Musicians' Health Collective

Musicians' Health Collective: Supporting the health of musicians (and normal people)

Filtering by Tag: feldenkrais

An Interview with Rachel Galvin White of Music and Muscle

Although things have been busy for me as my orchestra in Texas finishes the 2015 Christmas season, I'm excited to have an interview with violist and trainer Rachel White Galvin, founder of Music and Muscle!  Rachel holds a DMA in viola performance, is a Crossfit Coach, and is currently studied the Feldenkrais method (not a typical combination of interests!).  Her work is a good reminder that any movement practice can be safe when taught well, and that strength training can be a good balance to music-making.

Kayleigh: Where do you currently live and what are you doing in terms of teaching, performing, and movement?

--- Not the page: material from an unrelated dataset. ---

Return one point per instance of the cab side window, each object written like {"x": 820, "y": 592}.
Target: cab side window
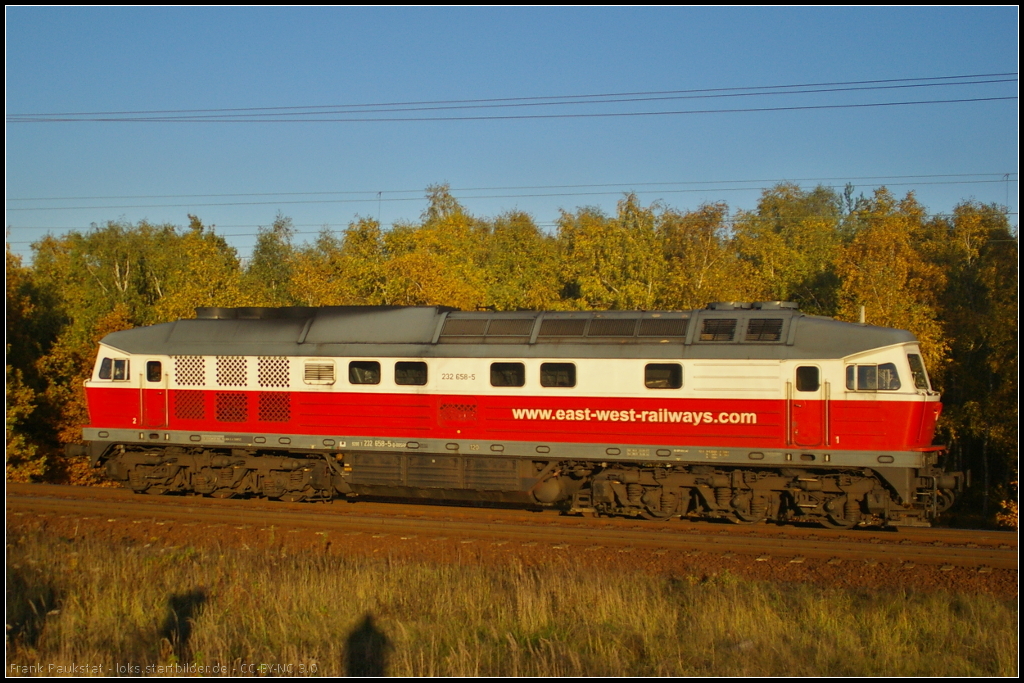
{"x": 808, "y": 378}
{"x": 872, "y": 378}
{"x": 114, "y": 369}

Rachel: I’m currently living in Santa Barbara, CA.  I finished my Doctorate in viola performance back in December 2013.  Since then I’ve taken a break from performing.  I’ve been concentrating almost exclusively on coaching athletes and musicians, and learning more about the body.  I haven’t completely stopped playing or teaching music, but I’ve found that focusing my energy on this new venture has been really rewarding both in having more time to truly dive into coaching and also learning more about my own body.  I will begin performing again soon.  I already have a couple of solo recitals lined up for the end of 2016.

K: Where did you study?  Did any of your teachers focus on movement and wellness?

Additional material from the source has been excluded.